A bomb hoax, two incidents of cars breaking down and rampant queue-cutting added to the heavy traffic experienced at the Causeway last weekend.
Commuters should continue to expect heavy traffic till New Year’s Day – especially at weekends – at both the Woodlands and Tuas checkpoints, added the Immigration and Checkpoints Authority (ICA) yesterday, as it stressed that security will continue to be its top priority and that checks against potential threats will be stepped up during the festive period.
Several netizens took to the ICA’s Facebook page to complain about the long queues to clear Customs and cross to Johor Baru last weekend.
Some said they were stuck in heavy traffic lasting as long as six to eight hours.
Even moving 100m on the Singapore side took 11/2 hours, related one commuter.
While there were angry complaints about many queue-cutters, some also urged the ICA to open up more Customs clearance booths.
Regular travellers have also noticed much longer waits during weekdays over this period, even when travelling as early as 5am.
Replying to queries from The Straits Times, the ICA said its officers “are working round the clock and doing their utmost to ensure that travellers’ needs continue to be met without compromising security”.
“During this peak period, ICA officers have put in many overtime hours. All our available resources are being used. From time to time, during shift changes or redeployment of officers to other high traffic areas, certain counters may have to be temporarily closed,” it added.
While it monitors the arrival and departure traffic conditions in real time and “adopts a multi-pronged approach in traffic management, including cross-deployment of officers and flexible use of lanes for clearance of conveyances”, travellers also have a part to play.
The heavy traffic last weekend was “exacerbated by motorists who failed to observe lane discipline through rampant queue-cutting”, ICA said.
“Additionally, cars had broken down on the Causeway on two occasions during this period, and there was one bomb hoax incident. These led to severe congestion for both arriving and departing traffic.”

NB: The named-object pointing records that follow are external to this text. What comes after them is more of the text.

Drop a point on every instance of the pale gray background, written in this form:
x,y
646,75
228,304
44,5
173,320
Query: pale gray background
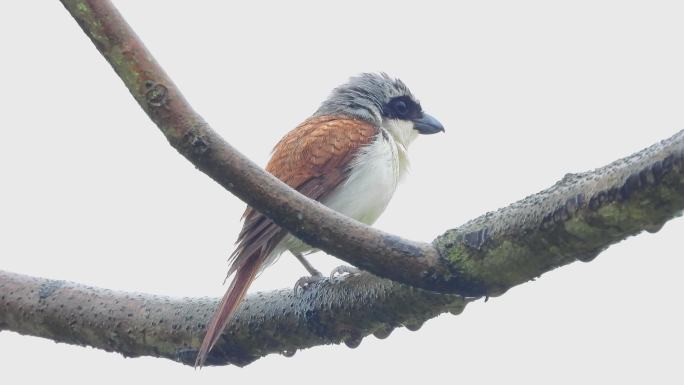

Around 400,000 travellers use the land checkpoints daily, and this increases to about 430,000 during the year-end school holidays and festive periods.
“This year is no exception,” the ICA warned in a statement yesterday.
It will continue to take the necessary measures to improve clearance efficiency as much as possible, “without compromising security”.
Urging motorists to observe lane discipline “at all times”, ICA said: “Our checkpoint officers will continue to monitor arrival and departure traffic conditions and ensure optimal deployment of resources to handle peak-hour traffic.”
“The ICA will also continue to work with the Traffic Police to ensure road discipline at the critical junctions leading to the land checkpoints.”
It advised motorists to better plan their journeys, and to check ICA’s Facebook page and information from traffic cameras available online on the prevailing traffic situation at the checkpoints.
The ICA also reminded travellers not to bring in prohibited items such as firecrackers, pop-pops or little firecracker boxes, and chewing gum.
If they bring in dutiable or controlled items such as meat products and potted plants, they should “proactively” make declarations prior to checks.
“The ICA strives to ensure expeditious checkpoint clearance for all travellers.”
“However, security must still be our top priority. We seek travellers’ patience and understanding in this,” it added.